Folks see it and say, “Aww, that’s cute.” Then they squeeze the trigger and holler, “Holy shit! I was NOT expecting that!” We built this storm-in-a-can for those who appreciate quality over cost, right here in the Cornhusker State. Every AirBully is 3D-printed in rugged PETG (not the flimsy PLA stuff), so it’s tough—but c’mon, don’t run it over or drop it off a tower. Use common sense, Kyle!
This little beast comes ready for Dewalt, Milwaukee, or Makita batteries (your pick). But we’re inclusive—need to use a Rigid or Ryobi battery? We’ve got adapters that let you run it on the Milwaukee version like a champ. No matter your favorite battery brand, you can harness all that Midwestern wind in one unbelievably portable package.
So what can you do with it?

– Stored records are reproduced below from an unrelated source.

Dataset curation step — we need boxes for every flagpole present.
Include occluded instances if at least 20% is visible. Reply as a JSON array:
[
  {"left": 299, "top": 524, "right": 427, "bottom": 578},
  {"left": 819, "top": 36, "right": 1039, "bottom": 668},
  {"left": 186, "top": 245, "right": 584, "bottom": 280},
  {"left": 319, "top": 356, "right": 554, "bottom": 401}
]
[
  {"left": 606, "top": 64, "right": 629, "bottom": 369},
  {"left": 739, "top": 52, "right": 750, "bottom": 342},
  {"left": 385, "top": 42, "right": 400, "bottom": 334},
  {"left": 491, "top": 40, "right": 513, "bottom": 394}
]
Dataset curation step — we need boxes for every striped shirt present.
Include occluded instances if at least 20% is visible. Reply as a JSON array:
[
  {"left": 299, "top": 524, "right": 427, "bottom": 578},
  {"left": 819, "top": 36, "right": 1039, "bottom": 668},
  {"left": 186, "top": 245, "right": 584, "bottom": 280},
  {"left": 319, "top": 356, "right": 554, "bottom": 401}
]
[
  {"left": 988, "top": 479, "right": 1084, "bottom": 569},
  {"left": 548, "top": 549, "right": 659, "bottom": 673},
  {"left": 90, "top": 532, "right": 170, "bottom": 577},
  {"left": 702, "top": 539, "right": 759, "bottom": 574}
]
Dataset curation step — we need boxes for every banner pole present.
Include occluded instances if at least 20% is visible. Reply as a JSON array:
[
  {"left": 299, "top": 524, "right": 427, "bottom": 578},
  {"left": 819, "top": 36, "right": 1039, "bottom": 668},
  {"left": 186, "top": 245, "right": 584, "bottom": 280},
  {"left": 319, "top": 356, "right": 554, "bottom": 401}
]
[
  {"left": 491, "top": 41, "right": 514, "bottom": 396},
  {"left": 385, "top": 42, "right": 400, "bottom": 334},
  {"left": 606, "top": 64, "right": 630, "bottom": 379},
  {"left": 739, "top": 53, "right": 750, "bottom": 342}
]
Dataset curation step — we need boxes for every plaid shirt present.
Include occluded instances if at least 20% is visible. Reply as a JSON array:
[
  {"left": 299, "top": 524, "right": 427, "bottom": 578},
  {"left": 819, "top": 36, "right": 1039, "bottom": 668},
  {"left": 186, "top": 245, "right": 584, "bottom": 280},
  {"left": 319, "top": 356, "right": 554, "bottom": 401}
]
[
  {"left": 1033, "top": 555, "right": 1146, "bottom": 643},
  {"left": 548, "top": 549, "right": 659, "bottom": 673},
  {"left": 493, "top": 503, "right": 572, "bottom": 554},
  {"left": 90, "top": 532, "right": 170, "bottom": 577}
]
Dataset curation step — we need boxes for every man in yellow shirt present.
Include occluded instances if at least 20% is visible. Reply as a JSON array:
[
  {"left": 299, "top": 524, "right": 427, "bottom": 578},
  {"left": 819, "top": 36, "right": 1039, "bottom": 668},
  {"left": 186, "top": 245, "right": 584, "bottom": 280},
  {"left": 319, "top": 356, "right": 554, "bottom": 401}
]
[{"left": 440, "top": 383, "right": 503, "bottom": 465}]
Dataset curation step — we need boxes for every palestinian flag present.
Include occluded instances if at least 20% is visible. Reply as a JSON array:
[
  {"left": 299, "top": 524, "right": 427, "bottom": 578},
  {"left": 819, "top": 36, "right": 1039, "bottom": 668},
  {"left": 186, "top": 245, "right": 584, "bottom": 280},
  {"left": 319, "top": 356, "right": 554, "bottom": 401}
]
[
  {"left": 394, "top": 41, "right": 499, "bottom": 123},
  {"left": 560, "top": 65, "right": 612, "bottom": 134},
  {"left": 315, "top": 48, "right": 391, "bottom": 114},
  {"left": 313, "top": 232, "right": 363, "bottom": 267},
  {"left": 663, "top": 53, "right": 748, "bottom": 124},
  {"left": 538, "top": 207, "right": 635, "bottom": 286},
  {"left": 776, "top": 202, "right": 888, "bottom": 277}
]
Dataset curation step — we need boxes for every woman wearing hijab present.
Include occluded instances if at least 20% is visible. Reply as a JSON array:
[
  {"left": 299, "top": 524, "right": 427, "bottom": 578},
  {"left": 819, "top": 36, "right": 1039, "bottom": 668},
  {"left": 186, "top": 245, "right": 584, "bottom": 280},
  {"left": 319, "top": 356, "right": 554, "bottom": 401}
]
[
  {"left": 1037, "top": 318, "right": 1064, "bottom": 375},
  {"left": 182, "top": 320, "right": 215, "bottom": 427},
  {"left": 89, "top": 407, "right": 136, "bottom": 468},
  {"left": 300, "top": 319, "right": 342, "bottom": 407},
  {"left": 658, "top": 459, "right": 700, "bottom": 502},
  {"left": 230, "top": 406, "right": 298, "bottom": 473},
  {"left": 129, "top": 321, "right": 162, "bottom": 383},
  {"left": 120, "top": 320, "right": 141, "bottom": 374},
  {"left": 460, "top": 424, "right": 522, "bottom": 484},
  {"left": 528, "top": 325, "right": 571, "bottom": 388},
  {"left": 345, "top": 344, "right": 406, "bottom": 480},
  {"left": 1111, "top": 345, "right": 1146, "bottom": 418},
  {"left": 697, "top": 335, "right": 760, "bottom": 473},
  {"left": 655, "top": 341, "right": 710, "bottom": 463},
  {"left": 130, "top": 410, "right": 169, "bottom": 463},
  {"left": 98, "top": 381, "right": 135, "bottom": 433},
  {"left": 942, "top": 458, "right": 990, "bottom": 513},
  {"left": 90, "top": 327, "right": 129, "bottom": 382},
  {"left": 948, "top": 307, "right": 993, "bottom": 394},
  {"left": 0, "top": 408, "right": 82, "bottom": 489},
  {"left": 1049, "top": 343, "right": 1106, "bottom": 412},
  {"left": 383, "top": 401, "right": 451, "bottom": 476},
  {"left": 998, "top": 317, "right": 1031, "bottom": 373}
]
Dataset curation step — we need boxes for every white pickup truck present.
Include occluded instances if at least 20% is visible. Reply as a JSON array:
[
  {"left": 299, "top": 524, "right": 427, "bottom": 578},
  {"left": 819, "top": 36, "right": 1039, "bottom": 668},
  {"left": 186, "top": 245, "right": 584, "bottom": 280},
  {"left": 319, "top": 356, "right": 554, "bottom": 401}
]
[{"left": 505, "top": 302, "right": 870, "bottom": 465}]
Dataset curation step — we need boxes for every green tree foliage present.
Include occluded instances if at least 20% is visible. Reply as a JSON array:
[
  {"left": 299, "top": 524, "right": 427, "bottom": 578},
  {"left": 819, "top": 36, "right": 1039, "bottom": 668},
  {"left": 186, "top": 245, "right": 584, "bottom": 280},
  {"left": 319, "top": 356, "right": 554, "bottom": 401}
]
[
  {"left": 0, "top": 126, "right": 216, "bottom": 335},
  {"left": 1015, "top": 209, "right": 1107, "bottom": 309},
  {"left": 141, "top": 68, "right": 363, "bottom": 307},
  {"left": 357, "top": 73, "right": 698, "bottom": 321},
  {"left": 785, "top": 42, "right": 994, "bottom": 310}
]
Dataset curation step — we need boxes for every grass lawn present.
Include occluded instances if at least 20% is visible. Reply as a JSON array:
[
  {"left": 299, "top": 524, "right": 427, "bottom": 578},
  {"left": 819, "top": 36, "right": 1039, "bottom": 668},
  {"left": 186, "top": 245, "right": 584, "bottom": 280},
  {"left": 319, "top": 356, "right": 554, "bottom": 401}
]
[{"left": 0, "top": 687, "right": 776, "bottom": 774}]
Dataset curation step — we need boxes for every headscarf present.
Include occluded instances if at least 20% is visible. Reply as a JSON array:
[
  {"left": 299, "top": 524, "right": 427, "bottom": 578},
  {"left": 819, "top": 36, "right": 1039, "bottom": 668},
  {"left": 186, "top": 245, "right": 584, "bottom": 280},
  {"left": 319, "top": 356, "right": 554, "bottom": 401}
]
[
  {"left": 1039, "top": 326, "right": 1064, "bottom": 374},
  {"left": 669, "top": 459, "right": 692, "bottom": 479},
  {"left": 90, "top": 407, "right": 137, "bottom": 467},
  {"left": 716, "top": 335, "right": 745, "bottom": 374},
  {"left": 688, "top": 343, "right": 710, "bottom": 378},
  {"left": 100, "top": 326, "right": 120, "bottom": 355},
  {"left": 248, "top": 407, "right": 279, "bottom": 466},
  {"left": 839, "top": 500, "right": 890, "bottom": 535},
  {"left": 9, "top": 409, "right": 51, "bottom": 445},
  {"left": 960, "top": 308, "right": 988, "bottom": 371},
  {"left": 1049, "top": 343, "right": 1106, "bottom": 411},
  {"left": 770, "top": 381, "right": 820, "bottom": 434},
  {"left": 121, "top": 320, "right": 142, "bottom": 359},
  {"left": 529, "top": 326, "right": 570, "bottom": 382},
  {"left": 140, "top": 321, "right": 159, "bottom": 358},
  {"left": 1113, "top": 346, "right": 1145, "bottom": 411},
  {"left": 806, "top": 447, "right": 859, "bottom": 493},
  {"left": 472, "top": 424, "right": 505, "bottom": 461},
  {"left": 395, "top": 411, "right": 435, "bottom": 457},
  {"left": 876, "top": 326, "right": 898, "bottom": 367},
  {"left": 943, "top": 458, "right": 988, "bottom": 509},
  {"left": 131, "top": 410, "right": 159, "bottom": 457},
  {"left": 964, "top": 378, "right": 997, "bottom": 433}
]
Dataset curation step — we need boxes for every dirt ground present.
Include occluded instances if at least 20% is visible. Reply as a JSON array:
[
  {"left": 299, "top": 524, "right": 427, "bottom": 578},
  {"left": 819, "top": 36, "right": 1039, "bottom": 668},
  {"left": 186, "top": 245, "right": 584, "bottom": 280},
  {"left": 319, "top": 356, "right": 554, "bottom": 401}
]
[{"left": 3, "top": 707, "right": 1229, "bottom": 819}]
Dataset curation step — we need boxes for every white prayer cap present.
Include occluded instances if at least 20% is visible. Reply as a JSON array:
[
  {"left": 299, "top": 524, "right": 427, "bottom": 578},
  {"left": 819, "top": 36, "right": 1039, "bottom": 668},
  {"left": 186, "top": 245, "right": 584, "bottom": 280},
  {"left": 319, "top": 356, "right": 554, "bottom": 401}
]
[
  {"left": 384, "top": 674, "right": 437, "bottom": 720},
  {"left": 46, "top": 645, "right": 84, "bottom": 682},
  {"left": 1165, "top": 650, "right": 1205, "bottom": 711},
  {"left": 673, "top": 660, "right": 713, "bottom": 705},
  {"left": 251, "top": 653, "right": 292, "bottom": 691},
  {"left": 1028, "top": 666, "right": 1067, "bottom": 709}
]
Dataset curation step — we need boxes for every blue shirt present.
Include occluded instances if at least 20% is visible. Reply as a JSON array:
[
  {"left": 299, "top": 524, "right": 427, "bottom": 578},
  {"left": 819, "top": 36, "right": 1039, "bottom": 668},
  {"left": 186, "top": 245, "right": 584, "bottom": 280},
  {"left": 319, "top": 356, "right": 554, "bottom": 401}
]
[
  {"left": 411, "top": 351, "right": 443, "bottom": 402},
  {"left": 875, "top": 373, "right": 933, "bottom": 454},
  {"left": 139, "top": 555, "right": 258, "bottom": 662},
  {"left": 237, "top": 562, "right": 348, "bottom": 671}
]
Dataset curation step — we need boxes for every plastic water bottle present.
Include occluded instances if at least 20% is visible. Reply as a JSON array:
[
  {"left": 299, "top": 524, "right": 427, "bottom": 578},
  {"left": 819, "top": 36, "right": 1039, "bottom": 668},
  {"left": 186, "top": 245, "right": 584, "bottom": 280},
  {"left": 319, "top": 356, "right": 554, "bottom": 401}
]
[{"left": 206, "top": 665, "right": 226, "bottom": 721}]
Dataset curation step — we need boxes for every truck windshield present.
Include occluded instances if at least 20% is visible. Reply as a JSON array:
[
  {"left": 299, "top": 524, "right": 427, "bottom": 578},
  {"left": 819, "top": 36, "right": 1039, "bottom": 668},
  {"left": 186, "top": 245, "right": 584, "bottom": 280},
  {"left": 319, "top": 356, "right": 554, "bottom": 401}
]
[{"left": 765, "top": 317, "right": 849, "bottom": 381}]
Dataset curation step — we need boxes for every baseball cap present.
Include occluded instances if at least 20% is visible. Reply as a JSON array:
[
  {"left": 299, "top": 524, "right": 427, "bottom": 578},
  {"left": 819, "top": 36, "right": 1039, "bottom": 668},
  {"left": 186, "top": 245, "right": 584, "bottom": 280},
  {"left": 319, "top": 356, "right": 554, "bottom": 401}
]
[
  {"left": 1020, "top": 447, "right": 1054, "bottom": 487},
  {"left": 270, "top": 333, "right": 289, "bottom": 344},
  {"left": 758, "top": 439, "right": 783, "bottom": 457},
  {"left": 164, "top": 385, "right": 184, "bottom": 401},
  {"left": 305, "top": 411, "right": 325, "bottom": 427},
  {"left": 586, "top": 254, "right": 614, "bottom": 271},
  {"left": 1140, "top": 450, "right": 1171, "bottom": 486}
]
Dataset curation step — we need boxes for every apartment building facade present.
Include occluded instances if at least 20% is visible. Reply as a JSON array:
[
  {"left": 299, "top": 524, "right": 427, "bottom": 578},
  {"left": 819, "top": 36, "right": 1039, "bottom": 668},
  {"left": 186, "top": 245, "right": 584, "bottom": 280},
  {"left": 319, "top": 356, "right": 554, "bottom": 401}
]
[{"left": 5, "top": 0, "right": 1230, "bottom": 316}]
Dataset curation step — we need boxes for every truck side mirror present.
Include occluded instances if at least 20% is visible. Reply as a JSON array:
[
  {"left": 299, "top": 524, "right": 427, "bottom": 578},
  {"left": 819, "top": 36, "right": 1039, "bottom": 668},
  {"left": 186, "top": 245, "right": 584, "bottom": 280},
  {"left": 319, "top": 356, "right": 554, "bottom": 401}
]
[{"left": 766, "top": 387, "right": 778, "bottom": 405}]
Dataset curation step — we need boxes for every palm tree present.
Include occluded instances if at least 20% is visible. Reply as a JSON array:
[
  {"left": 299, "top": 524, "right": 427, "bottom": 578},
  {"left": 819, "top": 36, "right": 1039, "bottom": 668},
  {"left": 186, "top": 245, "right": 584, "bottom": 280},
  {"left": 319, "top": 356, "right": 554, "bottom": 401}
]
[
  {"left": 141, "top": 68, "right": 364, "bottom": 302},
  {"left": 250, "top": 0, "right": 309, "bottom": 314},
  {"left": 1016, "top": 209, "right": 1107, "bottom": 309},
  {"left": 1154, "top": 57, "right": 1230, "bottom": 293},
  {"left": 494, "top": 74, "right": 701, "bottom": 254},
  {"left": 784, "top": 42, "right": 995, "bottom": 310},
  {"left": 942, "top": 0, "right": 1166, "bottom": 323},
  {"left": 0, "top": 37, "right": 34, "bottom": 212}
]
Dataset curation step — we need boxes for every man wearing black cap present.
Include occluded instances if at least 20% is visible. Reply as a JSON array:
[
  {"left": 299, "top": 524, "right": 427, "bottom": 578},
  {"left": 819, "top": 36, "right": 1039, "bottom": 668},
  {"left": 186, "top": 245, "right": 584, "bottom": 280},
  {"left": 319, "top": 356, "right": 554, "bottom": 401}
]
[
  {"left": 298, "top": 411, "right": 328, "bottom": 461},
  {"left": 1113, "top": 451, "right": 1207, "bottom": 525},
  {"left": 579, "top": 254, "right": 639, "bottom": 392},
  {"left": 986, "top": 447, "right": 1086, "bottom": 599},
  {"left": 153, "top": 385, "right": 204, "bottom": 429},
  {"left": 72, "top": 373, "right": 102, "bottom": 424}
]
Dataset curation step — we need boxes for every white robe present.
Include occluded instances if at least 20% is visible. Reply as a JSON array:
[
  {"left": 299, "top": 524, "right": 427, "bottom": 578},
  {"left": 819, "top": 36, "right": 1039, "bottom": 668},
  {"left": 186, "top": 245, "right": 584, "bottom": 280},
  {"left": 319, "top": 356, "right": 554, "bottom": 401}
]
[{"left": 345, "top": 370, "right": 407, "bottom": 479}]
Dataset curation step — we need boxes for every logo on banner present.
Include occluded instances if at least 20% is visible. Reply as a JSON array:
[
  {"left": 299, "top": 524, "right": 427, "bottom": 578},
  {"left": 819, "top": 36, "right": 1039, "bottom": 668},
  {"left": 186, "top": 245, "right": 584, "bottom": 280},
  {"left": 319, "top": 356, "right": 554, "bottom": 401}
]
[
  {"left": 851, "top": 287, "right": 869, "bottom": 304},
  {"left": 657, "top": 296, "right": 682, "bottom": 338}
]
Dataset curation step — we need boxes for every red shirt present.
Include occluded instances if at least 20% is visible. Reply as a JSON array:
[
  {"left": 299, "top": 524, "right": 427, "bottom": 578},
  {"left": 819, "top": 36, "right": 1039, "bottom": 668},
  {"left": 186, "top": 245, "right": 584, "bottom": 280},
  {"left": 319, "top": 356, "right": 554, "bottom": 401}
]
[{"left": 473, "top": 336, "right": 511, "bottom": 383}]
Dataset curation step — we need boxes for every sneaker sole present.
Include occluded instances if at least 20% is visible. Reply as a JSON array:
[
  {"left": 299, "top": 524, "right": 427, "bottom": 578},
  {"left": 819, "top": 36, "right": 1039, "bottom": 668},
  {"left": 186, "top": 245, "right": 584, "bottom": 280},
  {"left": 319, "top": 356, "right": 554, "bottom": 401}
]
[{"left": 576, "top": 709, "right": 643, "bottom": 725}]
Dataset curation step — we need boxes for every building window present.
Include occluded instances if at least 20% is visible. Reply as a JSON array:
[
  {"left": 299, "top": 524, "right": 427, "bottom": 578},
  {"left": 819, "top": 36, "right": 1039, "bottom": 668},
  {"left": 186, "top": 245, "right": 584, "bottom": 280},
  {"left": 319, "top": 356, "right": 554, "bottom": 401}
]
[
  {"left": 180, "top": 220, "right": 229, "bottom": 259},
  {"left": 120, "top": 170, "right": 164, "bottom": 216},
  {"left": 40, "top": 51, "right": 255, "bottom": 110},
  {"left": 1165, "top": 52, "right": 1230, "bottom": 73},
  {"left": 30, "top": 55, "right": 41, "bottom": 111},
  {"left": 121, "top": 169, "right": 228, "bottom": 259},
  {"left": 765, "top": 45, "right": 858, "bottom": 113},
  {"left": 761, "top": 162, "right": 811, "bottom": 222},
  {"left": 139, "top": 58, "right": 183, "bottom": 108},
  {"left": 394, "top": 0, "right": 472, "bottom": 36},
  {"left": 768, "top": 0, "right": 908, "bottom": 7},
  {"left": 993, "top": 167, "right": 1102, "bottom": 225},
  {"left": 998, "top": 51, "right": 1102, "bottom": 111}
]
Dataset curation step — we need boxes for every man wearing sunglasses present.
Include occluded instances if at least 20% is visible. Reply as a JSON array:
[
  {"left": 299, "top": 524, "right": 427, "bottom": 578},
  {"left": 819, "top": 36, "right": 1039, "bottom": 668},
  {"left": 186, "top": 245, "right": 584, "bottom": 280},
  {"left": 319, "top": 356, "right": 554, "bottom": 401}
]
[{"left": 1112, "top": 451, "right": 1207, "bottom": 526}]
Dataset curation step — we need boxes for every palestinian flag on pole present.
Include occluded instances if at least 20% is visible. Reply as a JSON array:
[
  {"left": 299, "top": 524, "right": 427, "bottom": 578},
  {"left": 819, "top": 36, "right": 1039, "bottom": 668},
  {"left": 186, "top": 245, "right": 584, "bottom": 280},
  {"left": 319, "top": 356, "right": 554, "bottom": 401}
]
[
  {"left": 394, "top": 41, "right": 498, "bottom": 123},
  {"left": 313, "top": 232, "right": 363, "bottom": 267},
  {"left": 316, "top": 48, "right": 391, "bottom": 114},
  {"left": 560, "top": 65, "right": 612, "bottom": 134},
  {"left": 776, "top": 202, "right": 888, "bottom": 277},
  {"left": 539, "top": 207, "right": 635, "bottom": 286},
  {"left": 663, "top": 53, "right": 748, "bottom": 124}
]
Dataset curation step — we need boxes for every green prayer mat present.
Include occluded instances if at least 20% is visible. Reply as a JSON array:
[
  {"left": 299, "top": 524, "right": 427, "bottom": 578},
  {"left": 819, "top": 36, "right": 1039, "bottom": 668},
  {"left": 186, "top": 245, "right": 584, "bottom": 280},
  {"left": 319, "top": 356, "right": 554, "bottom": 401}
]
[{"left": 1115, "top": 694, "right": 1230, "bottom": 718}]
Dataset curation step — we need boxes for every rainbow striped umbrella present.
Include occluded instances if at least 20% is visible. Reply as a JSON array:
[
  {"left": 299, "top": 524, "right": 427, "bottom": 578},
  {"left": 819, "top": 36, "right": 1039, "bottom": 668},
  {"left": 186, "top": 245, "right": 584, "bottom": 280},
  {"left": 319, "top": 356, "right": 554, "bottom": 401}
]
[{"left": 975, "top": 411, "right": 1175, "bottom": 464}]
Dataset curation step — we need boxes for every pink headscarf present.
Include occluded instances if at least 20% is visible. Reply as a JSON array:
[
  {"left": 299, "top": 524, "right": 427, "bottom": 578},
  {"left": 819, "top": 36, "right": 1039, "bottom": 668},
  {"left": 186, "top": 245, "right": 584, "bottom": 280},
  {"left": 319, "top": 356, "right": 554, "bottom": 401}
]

Everything—blow snow off your windshield, dry your car, blast dust out of tight corners, clear gutters without busting out a giant leaf blower. It’s as powerful as the big guys, minus the bulk. Plus, your buddies will be green with envy when they see how much air this cutie can move.
Heads up, though: All that air’s gotta come from somewhere, so keep your hair, hoodie strings, and mullets away from the intake if you don’t fancy a free (and possibly painful) haircut. We’re not liable if you end up with half a buzz cut and a new nickname.
DISCLAIMERS
- 30-Day Warranty against defects in workmanship. If it breaks on its own, we’ll fix it. If you run it over or drop it from your tree stand, that’s on you.
- Remove your battery after use. Leaving it in will drain it. We’re not replacing a battery you toast.
- Keep anything dangly—hair, hoodie strings, jewelry—away from the intake. We’re not responsible for personal injuries or questionable style choices.
Unleash your inner storm chaser, pull that trigger, and get ready to say, “Holy shit!” The AirBully: as wild as a Nebraska tornado, in the palm of your hand.